Slow, lingering death by PowerPoint

Don’t get me wrong. I love the PowerPoints. I’ve used many, many PowerPoints in all of my companies. But there are problems with PowerPoints. I’m talking a lot of problems. Huge problems. Though some, I assume, are good PowerPoints.

Many folks have taken on the issue of bad PowerPoint in more detail then I will here. Here’s one example. And another.

But, given what I do for a living, I am both the recipient of, and the one who delivers, a large number of presentations. In my experience when PowerPoints fail there are usually two issues: a lack of audience connection and a failure to tell a story worth remembering and worth remarking upon.

Connection is about emotion. Despite this, all too often our presentations are mind-numbing recitations of facts laid out in a seemingly logical order. Sometimes we even feel the need to jam more words and numbers on a page to show how much great data we have. Resist this temptation. Also, if you want to connect to your audience, just about the worst thing you can do is to read your slides to us. Find the emotional hook; find that place where the audience is likely to care deeply, not just think critically.
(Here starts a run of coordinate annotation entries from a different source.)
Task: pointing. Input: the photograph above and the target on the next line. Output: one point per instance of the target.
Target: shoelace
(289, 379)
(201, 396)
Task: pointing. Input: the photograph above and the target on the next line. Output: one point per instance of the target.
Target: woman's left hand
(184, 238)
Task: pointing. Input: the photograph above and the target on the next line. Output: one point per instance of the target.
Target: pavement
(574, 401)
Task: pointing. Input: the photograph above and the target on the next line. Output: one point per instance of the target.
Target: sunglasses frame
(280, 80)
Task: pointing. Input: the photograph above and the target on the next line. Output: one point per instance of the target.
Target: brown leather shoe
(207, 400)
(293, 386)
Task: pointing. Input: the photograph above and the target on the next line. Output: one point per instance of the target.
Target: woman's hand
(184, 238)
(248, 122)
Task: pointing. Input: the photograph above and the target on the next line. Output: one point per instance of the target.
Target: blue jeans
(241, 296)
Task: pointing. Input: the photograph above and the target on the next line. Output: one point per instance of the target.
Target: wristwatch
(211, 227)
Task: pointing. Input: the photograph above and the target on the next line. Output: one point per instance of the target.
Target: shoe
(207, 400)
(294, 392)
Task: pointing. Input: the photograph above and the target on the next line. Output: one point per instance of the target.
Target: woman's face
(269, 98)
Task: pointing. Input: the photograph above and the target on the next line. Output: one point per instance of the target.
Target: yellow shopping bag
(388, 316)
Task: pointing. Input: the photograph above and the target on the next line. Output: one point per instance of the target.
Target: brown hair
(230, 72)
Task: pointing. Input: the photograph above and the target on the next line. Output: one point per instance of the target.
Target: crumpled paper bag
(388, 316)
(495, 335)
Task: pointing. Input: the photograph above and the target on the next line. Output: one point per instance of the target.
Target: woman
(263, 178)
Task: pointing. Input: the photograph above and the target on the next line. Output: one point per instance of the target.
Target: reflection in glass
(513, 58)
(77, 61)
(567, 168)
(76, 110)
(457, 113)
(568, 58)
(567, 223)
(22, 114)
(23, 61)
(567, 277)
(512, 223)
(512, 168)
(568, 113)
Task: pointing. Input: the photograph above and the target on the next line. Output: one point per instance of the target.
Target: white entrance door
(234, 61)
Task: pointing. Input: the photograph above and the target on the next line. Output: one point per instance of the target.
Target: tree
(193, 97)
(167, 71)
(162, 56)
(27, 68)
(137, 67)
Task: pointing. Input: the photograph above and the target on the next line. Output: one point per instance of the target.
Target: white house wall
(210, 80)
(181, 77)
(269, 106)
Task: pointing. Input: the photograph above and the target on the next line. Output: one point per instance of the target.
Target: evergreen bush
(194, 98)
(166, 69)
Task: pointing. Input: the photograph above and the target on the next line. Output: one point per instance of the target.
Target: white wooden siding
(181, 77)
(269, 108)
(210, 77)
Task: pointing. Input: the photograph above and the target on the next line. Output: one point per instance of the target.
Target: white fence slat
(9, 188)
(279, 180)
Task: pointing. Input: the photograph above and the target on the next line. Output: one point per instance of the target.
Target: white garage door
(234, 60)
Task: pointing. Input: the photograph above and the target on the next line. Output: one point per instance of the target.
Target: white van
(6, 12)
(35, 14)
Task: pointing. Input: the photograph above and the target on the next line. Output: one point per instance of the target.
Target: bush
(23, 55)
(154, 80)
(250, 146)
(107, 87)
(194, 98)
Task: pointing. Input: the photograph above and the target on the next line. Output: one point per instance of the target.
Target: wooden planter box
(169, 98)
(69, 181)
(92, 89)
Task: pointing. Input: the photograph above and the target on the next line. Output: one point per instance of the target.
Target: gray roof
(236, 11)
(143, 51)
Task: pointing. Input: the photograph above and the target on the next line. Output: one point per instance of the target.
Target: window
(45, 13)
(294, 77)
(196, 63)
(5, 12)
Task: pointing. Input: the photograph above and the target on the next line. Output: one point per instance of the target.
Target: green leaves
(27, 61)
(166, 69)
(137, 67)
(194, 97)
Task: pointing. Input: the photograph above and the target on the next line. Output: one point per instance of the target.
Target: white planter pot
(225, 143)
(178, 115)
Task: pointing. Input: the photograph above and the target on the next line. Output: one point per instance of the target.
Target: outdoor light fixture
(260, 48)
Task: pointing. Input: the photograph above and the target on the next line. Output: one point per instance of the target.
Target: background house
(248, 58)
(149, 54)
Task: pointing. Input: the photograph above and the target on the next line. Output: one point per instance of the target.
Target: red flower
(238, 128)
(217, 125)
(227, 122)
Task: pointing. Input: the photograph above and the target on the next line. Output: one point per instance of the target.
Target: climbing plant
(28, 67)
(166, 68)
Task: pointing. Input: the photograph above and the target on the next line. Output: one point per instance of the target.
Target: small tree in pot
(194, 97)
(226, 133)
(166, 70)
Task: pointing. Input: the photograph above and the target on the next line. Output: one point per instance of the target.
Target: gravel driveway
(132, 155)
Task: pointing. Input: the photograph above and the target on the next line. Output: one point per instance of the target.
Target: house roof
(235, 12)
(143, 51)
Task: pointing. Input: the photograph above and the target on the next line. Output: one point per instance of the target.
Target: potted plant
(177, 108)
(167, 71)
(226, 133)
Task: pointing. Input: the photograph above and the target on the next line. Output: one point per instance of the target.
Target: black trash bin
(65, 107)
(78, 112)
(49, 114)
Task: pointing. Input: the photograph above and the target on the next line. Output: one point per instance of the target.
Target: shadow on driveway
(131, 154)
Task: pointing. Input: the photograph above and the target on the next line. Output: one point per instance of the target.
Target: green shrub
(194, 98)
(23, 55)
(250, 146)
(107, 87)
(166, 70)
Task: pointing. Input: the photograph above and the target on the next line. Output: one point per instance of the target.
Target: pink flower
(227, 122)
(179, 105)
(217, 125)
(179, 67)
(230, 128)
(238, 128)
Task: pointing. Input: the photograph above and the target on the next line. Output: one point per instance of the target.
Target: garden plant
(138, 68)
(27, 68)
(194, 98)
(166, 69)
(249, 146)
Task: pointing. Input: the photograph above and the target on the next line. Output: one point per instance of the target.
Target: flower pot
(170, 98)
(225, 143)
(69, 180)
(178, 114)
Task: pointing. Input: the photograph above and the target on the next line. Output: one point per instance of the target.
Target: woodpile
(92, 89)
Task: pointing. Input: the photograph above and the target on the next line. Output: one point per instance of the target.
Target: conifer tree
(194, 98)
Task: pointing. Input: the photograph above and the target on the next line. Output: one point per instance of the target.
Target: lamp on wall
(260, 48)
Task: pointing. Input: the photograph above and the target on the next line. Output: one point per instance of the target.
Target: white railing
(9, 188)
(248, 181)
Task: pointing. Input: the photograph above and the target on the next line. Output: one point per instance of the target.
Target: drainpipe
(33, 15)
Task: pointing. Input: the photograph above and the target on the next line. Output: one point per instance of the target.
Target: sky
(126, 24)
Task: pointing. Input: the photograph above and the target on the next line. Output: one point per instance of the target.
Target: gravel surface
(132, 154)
Despite how clever your graphics are–and regardless of the polished death march of a presentation that seems to equate slide count with insight–the stark reality is that we’re only going to remember 2 or 3 things (if you’re lucky). Your job is to make sure they are the right things. And we are far more likely to remember a story than your well-reasoned argument; far more willing to share an “I’ve got to tell someone about this” finding, than a set of facts and figures, no matter how statistically significant.

One final point. Less is often more. Stories typically resonate better when they are crisp, concise and clear. The more we pile on, the more likely we are to obfuscate.
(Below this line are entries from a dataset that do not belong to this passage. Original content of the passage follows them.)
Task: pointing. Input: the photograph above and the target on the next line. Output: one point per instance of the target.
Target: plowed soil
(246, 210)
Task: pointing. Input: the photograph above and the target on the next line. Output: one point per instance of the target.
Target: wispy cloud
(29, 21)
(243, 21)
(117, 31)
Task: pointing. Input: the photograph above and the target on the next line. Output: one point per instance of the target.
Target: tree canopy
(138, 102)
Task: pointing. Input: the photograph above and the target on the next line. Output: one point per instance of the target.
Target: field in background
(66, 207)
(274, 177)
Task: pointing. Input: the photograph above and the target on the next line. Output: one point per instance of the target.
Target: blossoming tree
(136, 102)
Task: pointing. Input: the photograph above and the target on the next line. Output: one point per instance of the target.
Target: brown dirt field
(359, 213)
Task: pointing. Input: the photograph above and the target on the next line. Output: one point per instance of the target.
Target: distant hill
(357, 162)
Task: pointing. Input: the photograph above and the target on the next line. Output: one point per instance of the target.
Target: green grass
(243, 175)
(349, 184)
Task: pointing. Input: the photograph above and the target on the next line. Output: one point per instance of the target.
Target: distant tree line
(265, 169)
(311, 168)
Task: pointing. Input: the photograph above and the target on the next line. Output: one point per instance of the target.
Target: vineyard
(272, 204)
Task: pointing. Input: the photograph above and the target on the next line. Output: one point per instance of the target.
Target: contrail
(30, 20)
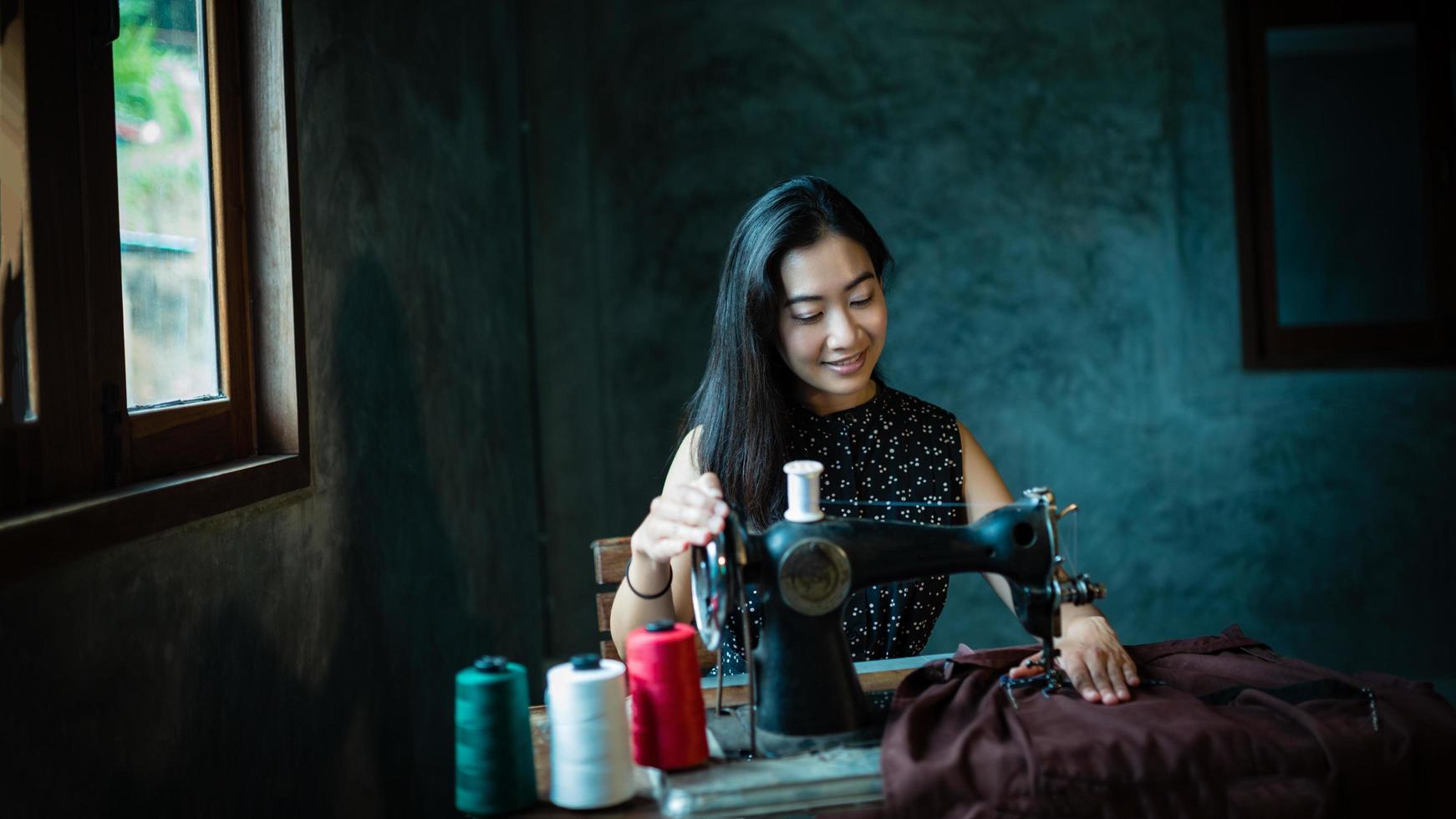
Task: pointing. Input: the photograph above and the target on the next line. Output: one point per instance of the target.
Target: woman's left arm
(1089, 650)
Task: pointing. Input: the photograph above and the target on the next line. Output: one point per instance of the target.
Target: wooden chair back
(609, 559)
The Gettysburg Address was 272 words (shorter than this post) and caused Edward Everett, the chief speaker at the Gettysburg cemetery dedication and the one who followed Lincoln, to remark: “I should be glad, if I could flatter myself that I came as near to the central idea of the occasion, in two hours, as you did in two minutes.”

H/T to Marvin Ellison

2 thoughts on “Slow, lingering death by PowerPoint

  1. Couldn’t agree more, Steve… I’d suggest adding the other PowerPoint disasters – it’s a bad way to report data.

    Don’t know if you Edward Tufte’s work on data. After NASA involved him in the analysis of each of the Shuttle disasters, he determined that the use of PowerPoint to present analysis had contributed to both disasters… Here’s a link to one of the reports he authored.
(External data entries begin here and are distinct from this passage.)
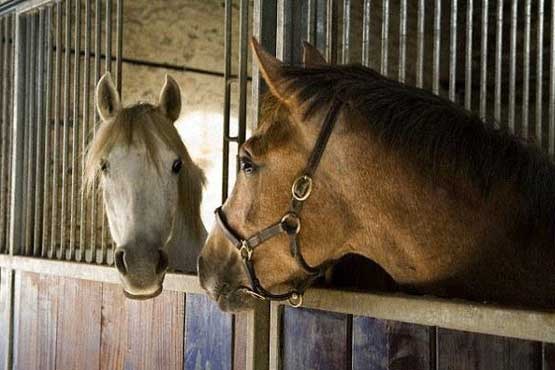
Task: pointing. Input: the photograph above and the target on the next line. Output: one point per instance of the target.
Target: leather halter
(289, 224)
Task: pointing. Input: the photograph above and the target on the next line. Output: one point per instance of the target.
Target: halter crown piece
(289, 224)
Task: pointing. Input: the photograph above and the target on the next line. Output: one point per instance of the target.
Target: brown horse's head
(270, 161)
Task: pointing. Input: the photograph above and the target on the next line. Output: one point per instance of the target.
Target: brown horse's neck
(441, 237)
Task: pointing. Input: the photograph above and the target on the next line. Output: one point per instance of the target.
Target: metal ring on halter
(246, 250)
(286, 227)
(302, 187)
(295, 300)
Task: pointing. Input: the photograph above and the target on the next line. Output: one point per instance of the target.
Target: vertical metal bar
(311, 23)
(526, 71)
(453, 51)
(227, 96)
(402, 40)
(84, 131)
(437, 44)
(366, 33)
(243, 59)
(39, 164)
(539, 75)
(552, 84)
(47, 127)
(420, 43)
(512, 66)
(30, 135)
(56, 133)
(17, 180)
(331, 31)
(385, 37)
(75, 131)
(97, 55)
(346, 32)
(468, 73)
(484, 60)
(65, 138)
(498, 61)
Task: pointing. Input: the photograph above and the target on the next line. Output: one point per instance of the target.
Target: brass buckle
(302, 187)
(285, 226)
(296, 300)
(246, 250)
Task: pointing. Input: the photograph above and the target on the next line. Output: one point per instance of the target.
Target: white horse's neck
(185, 245)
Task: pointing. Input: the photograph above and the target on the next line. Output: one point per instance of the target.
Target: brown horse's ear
(271, 69)
(312, 56)
(170, 99)
(107, 98)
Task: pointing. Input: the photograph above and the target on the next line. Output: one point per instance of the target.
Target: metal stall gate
(495, 57)
(61, 306)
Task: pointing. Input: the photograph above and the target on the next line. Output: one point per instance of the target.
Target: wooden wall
(69, 324)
    I’d also suggest this longer article:

    Tufte’s criticism reflects a different purpose than your post, but both are of issue. I suspect that corporate use of PowerPoint to report what should be in written reports is as extraordinary problem as is the way message can become lost amid bullet points (as you note). Both are serious issues.

    I didn’t see it in these articles, but Tufte’s has shown how a simple cancer rate table would require 100 slides if translated into PowerPoint – losing all opportunity to perceive relationships and strategic jumps.